Die Kritik an Wladimir Putin seitens hochrangiger russischer Militärs, Politiker und einflussreicher Intellektueller nimmt zu. Ein Insider sagte den DWN, die Macht des russischen Präsidenten könnte ernsthaft gefährdet sein.
Von den westlichen Medien kaum aufgegriffen wurde ein im Januar veröffentlichtes Schreiben des pensionierten Generalleutnants Leonid Iwaschow, in dem dieser vor einem Krieg warnt und der Ukraine das Recht auf Selbstverteidigung zuspricht. Der 78-Jährige ist Vorsitzender der konservativen „Allrussischen Offiziersversammlung“ und gilt als Falke, der dem Westen kritisch bis feindlich gegenübersteht und der Sowjet-Union nachtrauert. Seinen Brief schließt er mit den Worten: „Wir appellieren an alle pensionierten Militärangehörigen und Bürger Russlands, wachsam zu sein, die Forderungen des Rates der Allrussischen Offiziersversammlung zu unterstützen, sich aktiv gegen Propaganda und die Entfesselung eines Krieges zu stellen und einen Bürgerkrieg zu verhindern.“ Mark Galeottin kommentierte dies in der „Moscow Times“ dahingehend, dass es zunehmend deutlich werde, dass nicht nur „liberale Intellektuelle“, sondern auch ausgesprochene Nationalisten, „für die Putin kein Patriot, sondern ein Opportunist“ sei, die Politik des Kreml zunehmend kritisch sehen.
Ende Januar wurde darüber hinaus ein offener Brief mit dem Titel „Wenn es doch nur keinen Krieg gibt“ veröffentlicht, der rund 150 Unterschriften trug, darunter von Intellektuellen und Aktivisten, aber auch von in Russland sehr bekannten und beliebten Künstlern.

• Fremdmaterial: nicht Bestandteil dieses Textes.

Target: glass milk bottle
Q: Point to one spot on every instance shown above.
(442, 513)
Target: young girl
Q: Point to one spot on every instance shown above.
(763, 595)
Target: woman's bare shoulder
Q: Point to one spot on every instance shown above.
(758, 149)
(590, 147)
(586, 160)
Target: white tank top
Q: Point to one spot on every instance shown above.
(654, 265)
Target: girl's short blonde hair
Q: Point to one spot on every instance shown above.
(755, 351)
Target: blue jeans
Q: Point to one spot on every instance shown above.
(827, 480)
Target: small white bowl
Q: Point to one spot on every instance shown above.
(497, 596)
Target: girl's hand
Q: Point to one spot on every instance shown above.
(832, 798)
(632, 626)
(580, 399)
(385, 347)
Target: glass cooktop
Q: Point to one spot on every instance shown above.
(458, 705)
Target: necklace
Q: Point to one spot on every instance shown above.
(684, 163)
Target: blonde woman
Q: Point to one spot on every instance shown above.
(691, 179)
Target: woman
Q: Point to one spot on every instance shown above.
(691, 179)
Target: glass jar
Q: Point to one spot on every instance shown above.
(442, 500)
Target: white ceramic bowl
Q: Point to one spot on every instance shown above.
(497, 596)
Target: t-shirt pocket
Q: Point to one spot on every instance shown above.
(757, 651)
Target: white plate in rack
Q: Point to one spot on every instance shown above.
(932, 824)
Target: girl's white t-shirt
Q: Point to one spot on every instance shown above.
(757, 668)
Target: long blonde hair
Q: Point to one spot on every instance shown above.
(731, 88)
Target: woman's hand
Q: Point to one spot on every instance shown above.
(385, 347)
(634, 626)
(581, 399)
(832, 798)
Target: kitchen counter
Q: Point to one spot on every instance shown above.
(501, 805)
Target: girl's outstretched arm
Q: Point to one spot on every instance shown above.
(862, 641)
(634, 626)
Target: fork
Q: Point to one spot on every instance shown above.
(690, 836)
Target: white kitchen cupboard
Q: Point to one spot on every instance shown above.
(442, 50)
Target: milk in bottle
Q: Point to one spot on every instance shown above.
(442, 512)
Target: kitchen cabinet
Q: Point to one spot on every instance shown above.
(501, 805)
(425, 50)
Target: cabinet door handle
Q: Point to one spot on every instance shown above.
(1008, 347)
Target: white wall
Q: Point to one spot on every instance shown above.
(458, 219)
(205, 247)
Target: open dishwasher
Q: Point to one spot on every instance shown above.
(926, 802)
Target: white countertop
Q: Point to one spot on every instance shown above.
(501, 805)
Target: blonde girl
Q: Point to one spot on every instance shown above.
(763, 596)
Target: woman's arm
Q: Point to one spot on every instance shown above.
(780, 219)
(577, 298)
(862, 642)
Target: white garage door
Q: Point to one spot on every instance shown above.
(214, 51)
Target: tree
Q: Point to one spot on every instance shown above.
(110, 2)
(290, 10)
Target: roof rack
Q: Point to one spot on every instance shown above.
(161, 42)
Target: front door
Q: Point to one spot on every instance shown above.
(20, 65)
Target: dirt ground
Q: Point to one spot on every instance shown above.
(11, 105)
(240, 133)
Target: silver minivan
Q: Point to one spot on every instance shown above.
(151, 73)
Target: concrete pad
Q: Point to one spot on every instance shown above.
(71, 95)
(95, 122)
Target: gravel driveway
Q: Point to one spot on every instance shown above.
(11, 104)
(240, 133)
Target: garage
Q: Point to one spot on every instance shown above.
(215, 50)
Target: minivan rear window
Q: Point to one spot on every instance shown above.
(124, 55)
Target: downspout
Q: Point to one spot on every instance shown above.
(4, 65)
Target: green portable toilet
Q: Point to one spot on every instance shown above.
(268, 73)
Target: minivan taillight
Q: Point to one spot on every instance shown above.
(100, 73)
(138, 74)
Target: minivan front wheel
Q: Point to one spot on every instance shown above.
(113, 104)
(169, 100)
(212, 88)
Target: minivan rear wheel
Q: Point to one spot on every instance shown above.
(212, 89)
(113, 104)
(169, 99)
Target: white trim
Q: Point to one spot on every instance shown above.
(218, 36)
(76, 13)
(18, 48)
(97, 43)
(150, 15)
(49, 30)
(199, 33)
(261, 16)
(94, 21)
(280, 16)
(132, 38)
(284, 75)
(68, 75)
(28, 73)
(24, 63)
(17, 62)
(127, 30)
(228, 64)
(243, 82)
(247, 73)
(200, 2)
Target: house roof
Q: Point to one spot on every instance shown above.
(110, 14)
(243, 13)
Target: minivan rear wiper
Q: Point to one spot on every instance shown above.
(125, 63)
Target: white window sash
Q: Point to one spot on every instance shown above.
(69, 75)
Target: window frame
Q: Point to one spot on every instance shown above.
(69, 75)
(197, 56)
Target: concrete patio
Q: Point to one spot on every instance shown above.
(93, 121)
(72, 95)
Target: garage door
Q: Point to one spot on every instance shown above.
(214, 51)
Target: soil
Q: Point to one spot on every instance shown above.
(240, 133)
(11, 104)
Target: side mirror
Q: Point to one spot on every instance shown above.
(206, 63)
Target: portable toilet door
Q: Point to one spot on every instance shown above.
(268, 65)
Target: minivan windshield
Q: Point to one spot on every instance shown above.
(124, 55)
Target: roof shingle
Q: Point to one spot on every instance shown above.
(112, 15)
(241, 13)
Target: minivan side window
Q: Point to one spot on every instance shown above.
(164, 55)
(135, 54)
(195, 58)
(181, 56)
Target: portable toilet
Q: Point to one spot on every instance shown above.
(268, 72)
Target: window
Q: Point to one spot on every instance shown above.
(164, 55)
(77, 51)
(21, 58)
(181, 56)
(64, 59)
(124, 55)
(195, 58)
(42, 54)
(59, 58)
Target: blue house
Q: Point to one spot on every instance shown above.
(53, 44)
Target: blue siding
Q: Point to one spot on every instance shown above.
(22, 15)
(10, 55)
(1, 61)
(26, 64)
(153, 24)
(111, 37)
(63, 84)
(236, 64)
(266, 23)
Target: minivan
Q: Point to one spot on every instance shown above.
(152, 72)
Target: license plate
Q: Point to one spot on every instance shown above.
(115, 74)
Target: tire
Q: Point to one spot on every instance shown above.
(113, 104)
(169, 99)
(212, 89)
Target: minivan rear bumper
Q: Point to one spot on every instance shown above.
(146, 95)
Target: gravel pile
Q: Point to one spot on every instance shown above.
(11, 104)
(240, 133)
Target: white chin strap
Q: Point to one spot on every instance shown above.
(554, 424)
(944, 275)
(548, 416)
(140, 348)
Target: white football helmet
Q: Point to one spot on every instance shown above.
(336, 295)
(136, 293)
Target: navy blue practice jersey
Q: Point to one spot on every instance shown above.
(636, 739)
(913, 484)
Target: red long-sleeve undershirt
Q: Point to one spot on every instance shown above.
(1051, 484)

Unklar ist, inwiefern Putin seine Entscheidungen noch mit Mitgliedern seines engsten Kreises abspricht, oder ob er sie mehr oder weniger alleine fällt (die Gründerin der Denkfabrik „R.Politik“, Tatjana Stanovaya, spricht von Putins Vertrauten als „Siloviki“ [auf Deutsch in etwa „starke Männer“], die vor allem den Geheimdiensten und dem Militär zugehörig seien). Laut der „Daily Mail“ soll Putin sein Kabinett mit seiner Entscheidung, die Ukraine anzugreifen, vollständig überrascht haben. Den Ministern sollen klar gewesen sein, dass Putin vorhabe, die beiden Donbass-Republiken Donezk und Luhansk anzuerkennen, nicht aber, dass er eine Invasion des gesamten Landes starten würde.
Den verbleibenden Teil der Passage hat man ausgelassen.